Institute of Clinical Molecular Biology, Christian-Albrechts-University, Kiel, Germany.
BMC Genomics. 2012 Aug 22;13:417. doi: 10.1186/1471-2164-13-417.
Compared to classical genotyping, targeted next-generation sequencing (tNGS) can be custom-designed to interrogate entire genomic regions of interest, in order to detect novel as well as known variants. To bring down the per-sample cost, one approach is to pool barcoded NGS libraries before sample enrichment. Still, we lack a complete understanding of how this multiplexed tNGS approach and the varying performance of the ever-evolving analytical tools can affect the quality of variant discovery. Therefore, we evaluated the impact of different software tools and analytical approaches on the discovery of single nucleotide polymorphisms (SNPs) in multiplexed tNGS data. To generate our own test model, we combined a sequence capture method with NGS in three experimental stages of increasing complexity (E. coli genes, multiplexed E. coli, and multiplexed HapMap BRCA1/2 regions).
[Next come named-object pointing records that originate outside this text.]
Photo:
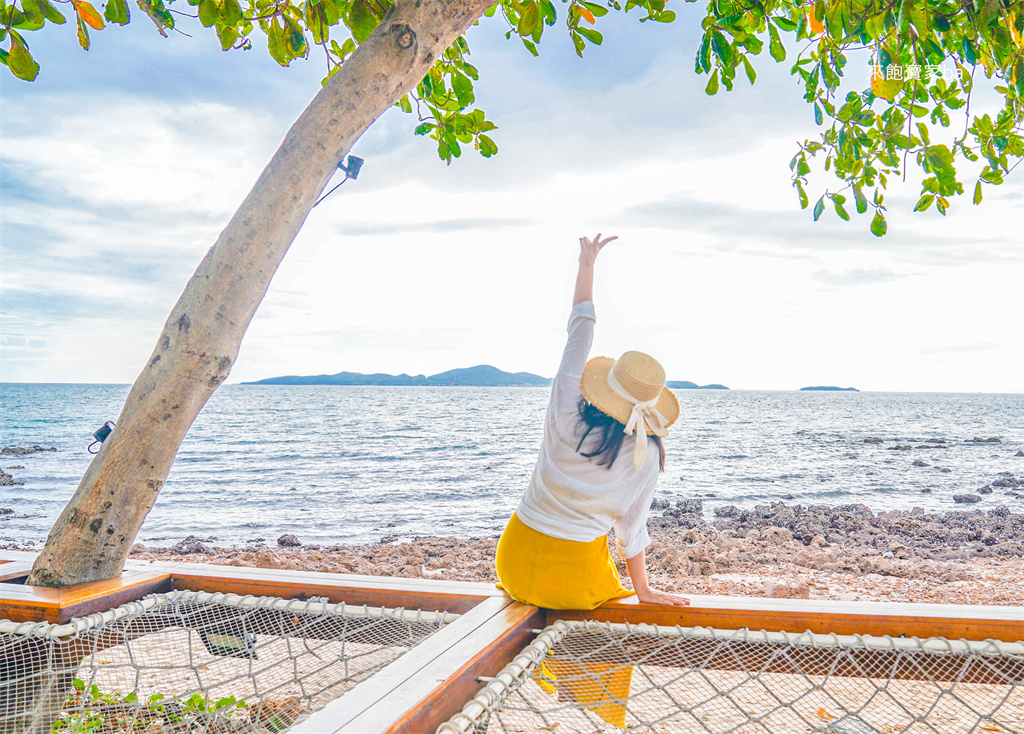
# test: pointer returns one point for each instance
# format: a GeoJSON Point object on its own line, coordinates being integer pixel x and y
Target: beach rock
{"type": "Point", "coordinates": [787, 591]}
{"type": "Point", "coordinates": [24, 450]}
{"type": "Point", "coordinates": [690, 507]}
{"type": "Point", "coordinates": [6, 480]}
{"type": "Point", "coordinates": [190, 546]}
{"type": "Point", "coordinates": [850, 725]}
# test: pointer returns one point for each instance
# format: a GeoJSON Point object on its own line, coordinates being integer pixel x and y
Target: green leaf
{"type": "Point", "coordinates": [751, 74]}
{"type": "Point", "coordinates": [227, 35]}
{"type": "Point", "coordinates": [529, 20]}
{"type": "Point", "coordinates": [591, 35]}
{"type": "Point", "coordinates": [712, 87]}
{"type": "Point", "coordinates": [361, 19]}
{"type": "Point", "coordinates": [967, 48]}
{"type": "Point", "coordinates": [230, 12]}
{"type": "Point", "coordinates": [208, 12]}
{"type": "Point", "coordinates": [275, 42]}
{"type": "Point", "coordinates": [702, 62]}
{"type": "Point", "coordinates": [775, 46]}
{"type": "Point", "coordinates": [879, 225]}
{"type": "Point", "coordinates": [487, 146]}
{"type": "Point", "coordinates": [463, 88]}
{"type": "Point", "coordinates": [802, 195]}
{"type": "Point", "coordinates": [721, 47]}
{"type": "Point", "coordinates": [83, 33]}
{"type": "Point", "coordinates": [117, 11]}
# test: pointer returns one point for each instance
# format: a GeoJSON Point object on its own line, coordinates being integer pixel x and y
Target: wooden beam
{"type": "Point", "coordinates": [14, 569]}
{"type": "Point", "coordinates": [430, 683]}
{"type": "Point", "coordinates": [458, 597]}
{"type": "Point", "coordinates": [796, 615]}
{"type": "Point", "coordinates": [23, 603]}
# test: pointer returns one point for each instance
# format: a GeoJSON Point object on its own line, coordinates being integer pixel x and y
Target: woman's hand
{"type": "Point", "coordinates": [585, 276]}
{"type": "Point", "coordinates": [649, 596]}
{"type": "Point", "coordinates": [590, 248]}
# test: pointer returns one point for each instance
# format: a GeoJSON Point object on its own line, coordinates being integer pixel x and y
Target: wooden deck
{"type": "Point", "coordinates": [430, 683]}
We successfully enriched barcoded NGS libraries instead of genomic DNA, achieving reproducible coverage profiles (Pearson correlation coefficients of up to 0.99) across multiplexed samples, with <10% strand bias. However, the SNP calling quality was substantially affected by the choice of tools and mapping strategy. With the aim of reducing computational requirements, we compared conventional whole-genome mapping and SNP-calling with a new faster approach: target-region mapping with subsequent 'read-backmapping' to the whole genome to reduce the false detection rate. Consequently, we developed a combined mapping pipeline, which includes standard tools (BWA, SAMtools, etc.), and tested it on public HiSeq2000 exome data from the 1000 Genomes Project. Our pipeline saved 12 hours of run time per Hiseq2000 exome sample and detected ~5% more SNPs than the conventional whole genome approach. This suggests that more potential novel SNPs may be discovered using both approaches than with just the conventional approach.
We recommend applying our general 'two-step' mapping approach for more efficient SNP discovery in tNGS. Our study has also shown the benefit of computing inter-sample SNP-concordances and inspecting read alignments in order to attain more confident results.
与经典的基因分型相比,靶向下一代测序(tNGS)可以定制设计以检测整个感兴趣的基因组区域,从而检测新的和已知的变体。为了降低每个样本的成本,一种方法是在样品富集之前对带有条形码的 NGS 文库进行混合。尽管如此,我们仍然缺乏对这种多路 tNGS 方法以及不断发展的分析工具的不同性能如何影响变体发现质量的全面了解。因此,我们评估了不同软件工具和分析方法对多路 tNGS 数据中单核苷酸多态性(SNP)发现的影响。为了生成我们自己的测试模型,我们在三个实验阶段(大肠杆菌基因、多路大肠杆菌和多路 HapMap BRCA1/2 区域)中结合了序列捕获方法和 NGS。
我们成功地富集了带有条形码的 NGS 文库,而不是基因组 DNA,在多路样品中实现了可重复的覆盖谱(高达 0.99 的 Pearson 相关系数),链偏差<10%。然而,SNP 调用质量受到工具和映射策略选择的极大影响。为了降低计算要求,我们比较了常规的全基因组映射和 SNP 调用与一种新的更快方法:目标区域映射,然后“回映射”到整个基因组,以降低假阳性率。因此,我们开发了一种组合映射管道,包括标准工具(BWA、SAMtools 等),并在来自 1000 基因组计划的公共 HiSeq2000 外显子数据上对其进行了测试。我们的管道为每个 HiSeq2000 外显子样本节省了 12 小时的运行时间,并比常规全基因组方法检测到了约 5%更多的 SNP。这表明,使用这两种方法可能会比仅使用常规方法发现更多潜在的新 SNP。
我们建议在 tNGS 中应用我们通用的“两步”映射方法,以更有效地发现 SNP。我们的研究还表明,计算 SNP 一致性并检查读取比对以获得更可靠的结果是有益的。